Survey Data

Surveys consist of columns * id for the question identifier * answer for the answer of the question * q which is the text of the question presented to the user (optional) * As usual, the DataFrame index is the timestamp of the answer. It is the convention that all responses in a one single survey instance have the same timestamp, and this is used to link surveys together.

The raw on-disk format is “long”, that is, one row per answer, which is “tidy data”. This provides the most flexible format, but often you need to do other transformations.

Load data

[1]:
# Artificial example survey data
import niimpy
from niimpy import config
import niimpy.preprocessing.survey as survey
from niimpy.preprocessing.survey import *
import warnings
warnings.filterwarnings("ignore")
[2]:
df = niimpy.read_csv(config.SURVEY_PATH, tz='Europe/Helsinki')
df.head()
[2]:
user age gender Little interest or pleasure in doing things. Feeling down; depressed or hopeless. Feeling nervous; anxious or on edge. Not being able to stop or control worrying. In the last month; how often have you felt that you were unable to control the important things in your life? In the last month; how often have you felt confident about your ability to handle your personal problems? In the last month; how often have you felt that things were going your way? In the last month; how often have you been able to control irritations in your life? In the last month; how often have you felt that you were on top of things? In the last month; how often have you been angered because of things that were outside of your control? In the last month; how often have you felt difficulties were piling up so high that you could not overcome them?
0 1 20 Male several-days more-than-half-the-days not-at-all nearly-every-day almost-never sometimes fairly-often never sometimes very-often fairly-often
1 2 32 Male more-than-half-the-days more-than-half-the-days not-at-all several-days never never very-often sometimes never fairly-often never
2 3 15 Male more-than-half-the-days not-at-all several-days not-at-all never very-often very-often fairly-often never never almost-never
3 4 35 Female not-at-all nearly-every-day not-at-all several-days very-often fairly-often very-often never sometimes never fairly-often
4 5 23 Male more-than-half-the-days not-at-all more-than-half-the-days several-days almost-never very-often almost-never sometimes sometimes very-often never

Preprocessing

Currently the dataframe columns are raw questions and answers from the survey.
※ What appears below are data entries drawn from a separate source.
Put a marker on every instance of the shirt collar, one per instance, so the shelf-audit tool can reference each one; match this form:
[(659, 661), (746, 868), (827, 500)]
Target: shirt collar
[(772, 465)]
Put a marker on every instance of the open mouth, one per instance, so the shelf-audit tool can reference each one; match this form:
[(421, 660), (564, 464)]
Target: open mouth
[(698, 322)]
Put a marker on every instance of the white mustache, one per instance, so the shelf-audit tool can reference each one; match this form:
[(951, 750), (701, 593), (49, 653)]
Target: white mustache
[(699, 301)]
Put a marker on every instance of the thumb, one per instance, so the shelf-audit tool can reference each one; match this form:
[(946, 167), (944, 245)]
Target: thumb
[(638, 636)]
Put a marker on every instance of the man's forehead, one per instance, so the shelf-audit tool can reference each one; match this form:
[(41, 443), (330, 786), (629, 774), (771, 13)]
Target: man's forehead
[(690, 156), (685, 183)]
We will use Niimpy to convert them to a numerical format, but first the dataframe should follow the general Niimpy Schema. The rows should be indexed by a datetime index, rather than a number.

Since the data does not contain a timestamp, we must assume that each user has only completed the survey once. If the surveys were completed on January 1st 2020, for example, we would replace the index with this date.

[3]:
# Assign the same time index to all survey responses
df.index = [pd.Timestamp("1.1.2020", tz='Europe/Helsinki')]*df.shape[0]
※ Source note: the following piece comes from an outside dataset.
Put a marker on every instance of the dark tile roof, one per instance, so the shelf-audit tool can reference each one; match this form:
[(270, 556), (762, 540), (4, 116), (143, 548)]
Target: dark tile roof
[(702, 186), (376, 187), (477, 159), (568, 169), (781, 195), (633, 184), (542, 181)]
Next we will convert the questions to a standard identifier format Niimpy will understand. The questions are from PHQ2, GAD2 and PSS10 standard surveys. Niimpy provides mappings from raw question text to question ids for these surveys. The identifiers is constructed from a prefix (the questionnaire category: GAD, PHQ, PSQI etc.), followed by the question number (1,2,3). You can define your own identifiers or use the ones provided by Niimpy.
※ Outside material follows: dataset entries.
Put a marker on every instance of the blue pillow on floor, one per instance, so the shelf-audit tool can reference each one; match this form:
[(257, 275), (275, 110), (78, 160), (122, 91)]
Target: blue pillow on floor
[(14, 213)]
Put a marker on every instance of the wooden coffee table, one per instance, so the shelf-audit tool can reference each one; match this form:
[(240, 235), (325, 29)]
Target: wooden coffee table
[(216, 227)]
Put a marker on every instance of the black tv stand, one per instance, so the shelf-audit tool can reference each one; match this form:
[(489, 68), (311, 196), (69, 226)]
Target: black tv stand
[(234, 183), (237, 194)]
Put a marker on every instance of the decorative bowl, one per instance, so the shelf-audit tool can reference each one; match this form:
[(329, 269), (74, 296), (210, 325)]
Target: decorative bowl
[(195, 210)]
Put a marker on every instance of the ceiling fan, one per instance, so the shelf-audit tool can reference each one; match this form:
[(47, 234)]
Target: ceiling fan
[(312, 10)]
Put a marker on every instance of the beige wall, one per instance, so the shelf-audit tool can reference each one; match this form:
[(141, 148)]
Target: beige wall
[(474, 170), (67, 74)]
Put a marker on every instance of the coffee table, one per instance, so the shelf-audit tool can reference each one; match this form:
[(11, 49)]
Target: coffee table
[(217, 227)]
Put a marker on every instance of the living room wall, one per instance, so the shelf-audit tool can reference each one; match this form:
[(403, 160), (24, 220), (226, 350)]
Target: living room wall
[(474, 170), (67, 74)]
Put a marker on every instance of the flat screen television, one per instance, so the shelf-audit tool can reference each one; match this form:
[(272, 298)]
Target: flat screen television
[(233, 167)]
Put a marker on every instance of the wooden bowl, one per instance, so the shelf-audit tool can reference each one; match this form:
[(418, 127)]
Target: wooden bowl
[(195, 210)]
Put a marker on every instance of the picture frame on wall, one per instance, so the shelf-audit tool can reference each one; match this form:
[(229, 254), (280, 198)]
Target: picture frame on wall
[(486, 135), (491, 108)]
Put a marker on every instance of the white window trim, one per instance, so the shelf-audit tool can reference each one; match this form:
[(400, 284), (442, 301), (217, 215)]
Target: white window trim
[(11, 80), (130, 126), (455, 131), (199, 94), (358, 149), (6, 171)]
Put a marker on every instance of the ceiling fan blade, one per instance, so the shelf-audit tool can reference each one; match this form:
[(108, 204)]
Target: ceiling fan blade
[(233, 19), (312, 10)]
Before applying the mapping, the column names should be cleaned using the clean_survey_column_names function. This removes punctuation in the question text.

[4]:
# For example, the mapping dictionary for PHQ2 is
PHQ2_MAP
[4]:
{'Little interest or pleasure in doing things': 'PHQ2_1',
 'Feeling down depressed or hopeless': 'PHQ2_2'}
[5]:
# Convert column name to id, based on provided mappers from niimpy
column_map = {**PHQ2_MAP, **PSS10_MAP, **GAD2_MAP}
df = survey.clean_survey_column_names(df)
df = df.rename(column_map, axis = 1)
df.head()
[5]:
user age gender PHQ2_1 PHQ2_2 GAD2_1 GAD2_2 PSS10_2 PSS10_4 PSS10_5 PSS10_6 PSS10_7 PSS10_8 PSS10_9
2020-01-01 00:00:00+02:00 1 20 Male several-days more-than-half-the-days not-at-all nearly-every-day almost-never sometimes fairly-often never sometimes very-often fairly-often
2020-01-01 00:00:00+02:00 2 32 Male more-than-half-the-days more-than-half-the-days not-at-all several-days never never very-often sometimes never fairly-often never
2020-01-01 00:00:00+02:00 3 15 Male more-than-half-the-days not-at-all several-days not-at-all never very-often very-often fairly-often never never almost-never
2020-01-01 00:00:00+02:00 4 35 Female not-at-all nearly-every-day not-at-all several-days very-often fairly-often very-often never sometimes never fairly-often
2020-01-01 00:00:00+02:00 5 23 Male more-than-half-the-days not-at-all more-than-half-the-days several-days almost-never very-often almost-never sometimes sometimes very-often never

Now the dataframe follows the Niimpy standard schema. Next we will use niimpy to convert the raw answers to numerical values for further analysis. For this, we need a mapping {raw_answer: numerical_answer}, which niimpy provides within the survey module. You can also use your own mapping.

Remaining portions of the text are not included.